Unimedia
- Website type: News site
- Founded: 2007
- Owner: Miraza Srl
- Founders: Tudor Darie; Dumitru Ciorici; Vasile Galușca; Sergiu Gălușca;
- Website: www.unimedia.info
- Commercial: yes

= Unimedia =

Moldovan news site

Unimedia is a Moldovan news site. It was founded in 2007 by Tudor Darie, Dumitru Ciorici, Vasile Galușca and Sergiu Gălușca. As of March 2013, they claim to have 120,500 daily visits and 500,000 daily page views. On 30 June 2009, Radio Free Europe described it as "a largely pro-opposition media outlet", the Moldovan opposition back then being composed by the parties opposed to the Party of Communists of the Republic of Moldova and to Vladimir Voronin.

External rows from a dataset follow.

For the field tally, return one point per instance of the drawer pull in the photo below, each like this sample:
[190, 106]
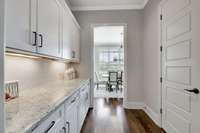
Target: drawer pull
[73, 100]
[65, 130]
[50, 126]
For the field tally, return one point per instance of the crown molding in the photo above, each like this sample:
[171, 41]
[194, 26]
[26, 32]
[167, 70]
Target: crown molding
[120, 7]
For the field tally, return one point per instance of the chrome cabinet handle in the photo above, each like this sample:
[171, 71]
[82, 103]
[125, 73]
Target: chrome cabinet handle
[73, 100]
[65, 130]
[195, 90]
[35, 38]
[50, 126]
[41, 40]
[68, 126]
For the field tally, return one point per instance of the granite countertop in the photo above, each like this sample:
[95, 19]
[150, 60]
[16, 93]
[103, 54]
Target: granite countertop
[27, 111]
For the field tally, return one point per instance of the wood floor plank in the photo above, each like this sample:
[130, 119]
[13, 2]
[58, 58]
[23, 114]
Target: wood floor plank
[108, 116]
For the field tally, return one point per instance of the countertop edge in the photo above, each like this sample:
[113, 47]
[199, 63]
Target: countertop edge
[32, 127]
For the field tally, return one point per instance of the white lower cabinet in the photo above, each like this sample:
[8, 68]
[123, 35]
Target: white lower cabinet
[84, 104]
[69, 117]
[53, 124]
[71, 111]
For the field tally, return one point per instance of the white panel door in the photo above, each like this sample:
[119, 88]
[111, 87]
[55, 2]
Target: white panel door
[181, 66]
[21, 24]
[49, 27]
[67, 35]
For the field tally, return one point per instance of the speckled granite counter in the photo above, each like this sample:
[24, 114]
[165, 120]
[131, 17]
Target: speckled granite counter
[27, 111]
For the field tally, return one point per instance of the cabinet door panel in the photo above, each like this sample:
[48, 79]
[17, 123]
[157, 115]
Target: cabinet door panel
[72, 117]
[67, 35]
[76, 42]
[20, 23]
[49, 27]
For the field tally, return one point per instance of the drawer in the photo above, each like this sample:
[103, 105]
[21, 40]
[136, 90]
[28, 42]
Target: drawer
[73, 99]
[51, 122]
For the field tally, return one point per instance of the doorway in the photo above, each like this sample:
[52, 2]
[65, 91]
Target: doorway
[109, 67]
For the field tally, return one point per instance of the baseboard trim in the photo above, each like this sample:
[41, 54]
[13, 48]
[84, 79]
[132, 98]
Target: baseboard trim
[134, 105]
[140, 105]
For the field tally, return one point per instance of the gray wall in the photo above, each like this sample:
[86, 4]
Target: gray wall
[1, 66]
[134, 21]
[151, 55]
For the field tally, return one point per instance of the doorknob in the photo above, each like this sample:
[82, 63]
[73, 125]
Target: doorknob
[195, 90]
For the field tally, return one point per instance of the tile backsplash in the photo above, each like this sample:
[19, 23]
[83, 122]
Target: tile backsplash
[32, 72]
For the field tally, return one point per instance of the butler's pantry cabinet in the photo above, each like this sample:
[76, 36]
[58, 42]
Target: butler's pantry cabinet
[48, 12]
[43, 27]
[19, 27]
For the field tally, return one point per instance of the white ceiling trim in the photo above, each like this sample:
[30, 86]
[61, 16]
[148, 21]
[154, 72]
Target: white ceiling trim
[121, 7]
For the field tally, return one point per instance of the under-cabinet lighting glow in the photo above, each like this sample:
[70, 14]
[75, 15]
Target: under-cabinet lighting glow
[22, 55]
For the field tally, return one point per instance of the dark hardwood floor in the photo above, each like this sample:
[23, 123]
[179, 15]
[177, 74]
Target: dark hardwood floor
[108, 116]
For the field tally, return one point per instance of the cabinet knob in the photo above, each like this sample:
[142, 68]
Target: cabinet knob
[195, 90]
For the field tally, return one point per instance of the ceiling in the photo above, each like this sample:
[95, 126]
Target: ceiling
[84, 5]
[108, 35]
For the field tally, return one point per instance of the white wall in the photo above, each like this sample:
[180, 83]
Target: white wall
[32, 72]
[134, 21]
[151, 52]
[1, 66]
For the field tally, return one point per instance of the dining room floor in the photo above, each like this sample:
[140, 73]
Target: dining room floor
[109, 116]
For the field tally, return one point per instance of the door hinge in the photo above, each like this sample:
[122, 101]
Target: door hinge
[161, 79]
[161, 110]
[161, 48]
[161, 17]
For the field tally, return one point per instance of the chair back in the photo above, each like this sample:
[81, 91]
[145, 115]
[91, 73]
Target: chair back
[120, 76]
[113, 76]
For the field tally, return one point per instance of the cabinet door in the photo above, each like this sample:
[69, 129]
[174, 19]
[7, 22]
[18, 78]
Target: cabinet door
[67, 35]
[58, 127]
[72, 118]
[20, 24]
[49, 27]
[76, 42]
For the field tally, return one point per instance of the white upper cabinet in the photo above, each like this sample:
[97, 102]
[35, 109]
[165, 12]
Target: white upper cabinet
[76, 42]
[67, 35]
[49, 27]
[20, 26]
[43, 27]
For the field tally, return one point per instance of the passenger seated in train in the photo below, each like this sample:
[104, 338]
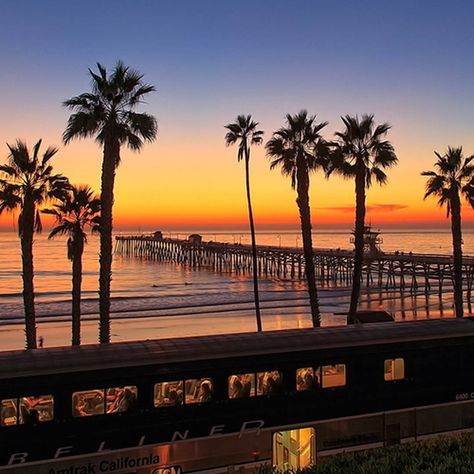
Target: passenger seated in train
[36, 409]
[205, 392]
[307, 379]
[241, 386]
[199, 390]
[123, 401]
[168, 394]
[235, 387]
[9, 412]
[271, 383]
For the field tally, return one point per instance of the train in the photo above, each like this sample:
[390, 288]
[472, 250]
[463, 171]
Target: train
[275, 399]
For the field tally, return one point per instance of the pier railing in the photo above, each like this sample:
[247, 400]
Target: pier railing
[406, 271]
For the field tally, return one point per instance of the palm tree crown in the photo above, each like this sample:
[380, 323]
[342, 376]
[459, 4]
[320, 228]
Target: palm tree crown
[26, 183]
[109, 109]
[77, 210]
[28, 178]
[361, 146]
[299, 149]
[455, 175]
[300, 139]
[361, 153]
[244, 131]
[108, 114]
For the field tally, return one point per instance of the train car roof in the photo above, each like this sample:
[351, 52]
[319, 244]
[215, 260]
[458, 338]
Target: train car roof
[167, 351]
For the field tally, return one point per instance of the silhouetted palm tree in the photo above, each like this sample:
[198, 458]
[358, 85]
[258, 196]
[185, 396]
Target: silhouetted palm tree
[77, 210]
[28, 182]
[244, 131]
[454, 176]
[297, 150]
[361, 153]
[108, 114]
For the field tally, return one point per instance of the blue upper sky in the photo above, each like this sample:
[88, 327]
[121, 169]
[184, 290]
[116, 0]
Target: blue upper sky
[275, 55]
[408, 62]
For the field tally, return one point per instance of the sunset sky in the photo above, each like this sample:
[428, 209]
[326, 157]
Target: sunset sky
[408, 62]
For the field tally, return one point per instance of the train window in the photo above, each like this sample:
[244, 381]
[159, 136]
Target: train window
[199, 391]
[394, 369]
[121, 399]
[88, 403]
[334, 375]
[34, 409]
[241, 386]
[9, 412]
[27, 410]
[308, 379]
[269, 383]
[168, 394]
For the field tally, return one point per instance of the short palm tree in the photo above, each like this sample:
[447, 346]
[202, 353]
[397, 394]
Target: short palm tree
[245, 131]
[77, 210]
[454, 176]
[27, 182]
[108, 114]
[361, 153]
[298, 149]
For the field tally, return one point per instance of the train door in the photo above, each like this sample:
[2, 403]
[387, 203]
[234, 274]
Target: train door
[294, 449]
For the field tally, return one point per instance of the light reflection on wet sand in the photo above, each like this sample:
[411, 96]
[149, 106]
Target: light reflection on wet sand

Unimedia was integrated to New Media Group in January 2008. After, in January 2010, Unimedia was transferred to Interact Media.

==Political pressure==
In April 2008, Unimedia was summoned to surrender the IP addresses of commentators to the authorities. Unimedia refused, arguing that IP addresses were only stored for a period of 10 days. June 2008 saw reports of NGO protests against what was called the unjustified seizure of computer equipment. In the run-up to July 2009 elections, it was reported that Unimedia and its parent company had been issued warnings by Moldovan authorities regarding visitor messages that were alleged to be a "call to violence and mass disorder, a call to removal and change of the constitutional system," as reported by Oliver Vujović of the South East Europe Media Organisation in the Bulgarian newspaper The Sofia Echo.